From: www.itworld.com
October 30, 2000 —
The market is full of off-the-shelf certification training courses.
I've covered some of the best ones in this space, and they do indeed
offer tremendous value and unprecedented convenience. For learning a specific piece of technology, Internet-or CD-ROM-based courseware is
often an excellent choice. But a company may want its employees not
just to learn a specific piece of technology, but how that technology
fits with its own corporate mission and how it interacts with other
technologies currently in place within the enterprise. This is where
off-the-shelf training courses leave off, and customized training comes
into play.
John Dalton, analyst with Forrester Research, said, "There will always
be a need for that kind of generic third-party content, because
accounting is accounting is accounting. Why reinvent the wheel?" But
Dalton points out, "When you get into soft skills, you've got to have
those core company skills at the front."
Dalton says that companies are starting to become more skeptical of
third party, off-the-shelf training. Although it definitely has its
place, companies don't want third-party content for all
training "because they want more control over it. They want it
customized to their look and feel. They want to be able to extend that
beyond just one point of presence."
Alpha Net Solutions (www.alphanetsolutions.com), a full-service IT
company, takes this type of custom approach to its training courses.

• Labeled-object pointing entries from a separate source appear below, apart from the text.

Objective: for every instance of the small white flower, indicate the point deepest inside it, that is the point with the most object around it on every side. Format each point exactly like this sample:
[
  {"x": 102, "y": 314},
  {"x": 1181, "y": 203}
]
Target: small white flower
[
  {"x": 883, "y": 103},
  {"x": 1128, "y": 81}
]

While they do offer a standard fare of vendor-authorized generic
training at its public facilities, the company also offers private
classes geared towards the specific needs of its corporate
customers. "A typical request," said Ernie Baker, Director of Education
Services, "is someone would come in and say they need a custom
Microsoft SMS class. We would take the official curriculum, and hone it
down to just what they wanted to do."
Baker says Alpha Net has a constant demand for custom classes. Students
would still earn the same certification, but the courses would be
tailored to reflect how a certain technology is used in that one
environment.
Darren Spohn, CEO of Spohn Training, Inc. (www.spohntraining.com),
agrees that the basics can often be covered in a "canned" e-learning
environment. "But the more complex the training, and the more
applicable to their jobs from a technology implementation standpoint,
the less you can do e-learning," he said. The advantage of a custom
course, said Spohn, is that you would learn "not just Microsoft
network, but how it applies to Novell, IP and the other technologies
that touch Novell." In reality, we live in a heterogeneous world, and
you're not likely to encounter a "pure" single-vendor shop. Learning
Cisco by itself, or Nortel by itself, has only limited utility.
Learning a specific vendor's technology, and how that technology
interacts with other vendors' technologies and how it functions in your
own specific corporate environment, however, is incredibly valuable.
This sort of learning can only be done with a custom, live course.